Can GE sustain its Q3 earnings momentum?
3/28/2025 04:11pm
**General Electric's (GE) ability to sustain its Q3 earnings momentum appears challenging** based on several factors:
1. **Recent Performance**: GE's Power & Water segment has seen a significant decline of 26% in sales. This drop, coupled with a 41% year-over-year decline in orders for the Aviation segment, suggests that GE is facing headwinds in its core business areas.
2. **Market Conditions**: The global decline in wind turbine demand, particularly in Europe, and the impact of reeling natural gas prices in the U.S. have affected GE's sales. These market conditions show volatility and uncertainty, which can be difficult to sustain.
3. **Strategic Changes**: While the appointment of a new CEO has been viewed positively, the effectiveness of this change in sustaining earnings momentum will take time to materialize. The company's recent management reshuffle may not immediately reverse the declining trends in its business units.

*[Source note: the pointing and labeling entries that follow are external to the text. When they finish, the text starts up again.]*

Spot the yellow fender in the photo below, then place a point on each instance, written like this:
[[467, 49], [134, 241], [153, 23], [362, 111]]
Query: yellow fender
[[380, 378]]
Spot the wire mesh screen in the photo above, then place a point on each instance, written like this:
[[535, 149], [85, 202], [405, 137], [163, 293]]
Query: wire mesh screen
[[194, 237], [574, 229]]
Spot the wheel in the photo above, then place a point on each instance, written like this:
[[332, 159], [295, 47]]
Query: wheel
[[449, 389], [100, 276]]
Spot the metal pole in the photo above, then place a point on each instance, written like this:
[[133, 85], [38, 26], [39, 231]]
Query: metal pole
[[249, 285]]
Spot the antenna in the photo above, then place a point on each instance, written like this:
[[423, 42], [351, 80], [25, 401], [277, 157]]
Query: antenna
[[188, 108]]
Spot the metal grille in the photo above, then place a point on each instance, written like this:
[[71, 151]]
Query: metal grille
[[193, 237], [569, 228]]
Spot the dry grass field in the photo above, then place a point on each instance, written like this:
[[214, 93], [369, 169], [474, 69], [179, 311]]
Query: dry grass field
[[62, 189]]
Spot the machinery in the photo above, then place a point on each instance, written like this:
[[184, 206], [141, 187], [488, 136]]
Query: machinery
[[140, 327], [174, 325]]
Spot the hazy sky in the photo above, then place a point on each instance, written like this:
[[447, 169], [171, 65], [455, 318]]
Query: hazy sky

4. **Financial Estimates**: The estimated EPS for Q3 2023 is $0.56, which suggests that GE is expecting lower earnings compared to previous quarters. This could indicate a slowdown in momentum.
In conclusion, while there is potential for a turnaround based on the new CEO's track record and strategic focus, the current market conditions and recent performance indicators suggest that sustaining Q3 earnings momentum will be a tough challenge for GE. The company needs to navigate through its current difficulties and capitalize on its strengths to achieve sustained growth.